Husband had Alzheimer's for years before it was diagnosed, years before slight irrascibility became occasional rage, before getting lost became the norm.
When the small day care farm couldn't keep him safe anymore and there was no alternative to a fulltime care home, we found somewhere nearby, beautifully run by a team of charming nurses, where it didn't matter that he slept all day and wandered about all night, got hungry at four in the morning and liked playing the keyboard during breakfast.

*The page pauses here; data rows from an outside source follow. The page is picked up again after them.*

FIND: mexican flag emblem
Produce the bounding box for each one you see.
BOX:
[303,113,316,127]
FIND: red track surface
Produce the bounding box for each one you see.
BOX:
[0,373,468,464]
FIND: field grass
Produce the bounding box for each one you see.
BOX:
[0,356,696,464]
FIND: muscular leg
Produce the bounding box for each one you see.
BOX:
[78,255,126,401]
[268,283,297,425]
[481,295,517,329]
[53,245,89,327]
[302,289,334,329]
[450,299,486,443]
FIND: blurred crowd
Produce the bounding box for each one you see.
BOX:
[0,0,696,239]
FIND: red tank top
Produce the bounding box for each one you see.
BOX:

They gave him plant pots which he overwatered, let him make toast at midnight, wear his pyjamas all day, push another old chap's wheelchair up and down the corridor for hours much to their joint delight. I'd bring him the paper every day and chocolate biscuits, an old friend brought wine, he'd be sent magazines and sweets, his sister 'phoned … and he mostly tolerated it.

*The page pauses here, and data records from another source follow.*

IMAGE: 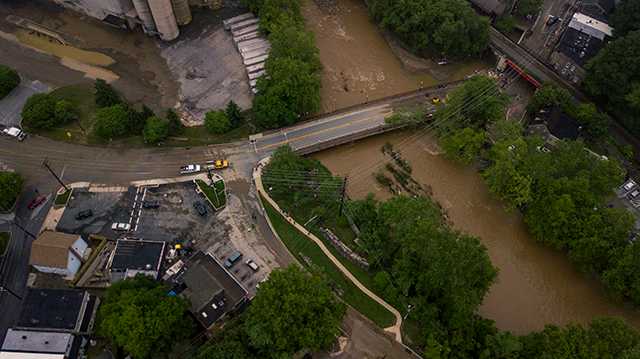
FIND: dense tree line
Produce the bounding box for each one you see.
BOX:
[367,0,489,58]
[0,171,24,212]
[583,29,640,135]
[197,265,346,359]
[92,79,182,145]
[97,275,195,359]
[248,0,320,128]
[0,65,20,99]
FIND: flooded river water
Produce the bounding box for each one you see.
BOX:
[314,133,640,334]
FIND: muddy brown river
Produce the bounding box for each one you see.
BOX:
[314,133,640,334]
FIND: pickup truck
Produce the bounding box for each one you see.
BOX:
[2,127,27,141]
[180,165,201,175]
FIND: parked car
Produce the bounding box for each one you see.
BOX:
[180,165,201,175]
[142,201,160,209]
[244,259,260,272]
[224,251,242,269]
[111,222,131,231]
[2,127,27,141]
[27,196,47,209]
[76,209,93,221]
[193,202,209,217]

But two years later he could no longer taste anything, television frightened him, music irritated him, the sun was too bright and he didn't recognise the moon. He'd ask if he'd ever had a job or gone to school, ask what a fork was, who I was. Then he didn't talk anymore. Stopped eating and drinking, stopped breathing, stopped living.
And now for the first time in years, he's free. As one of the daughters said, he's found a nineteenth century wilderness where he can live off the land, surrounded by trees and birds. And sad though it is, we're happy for him.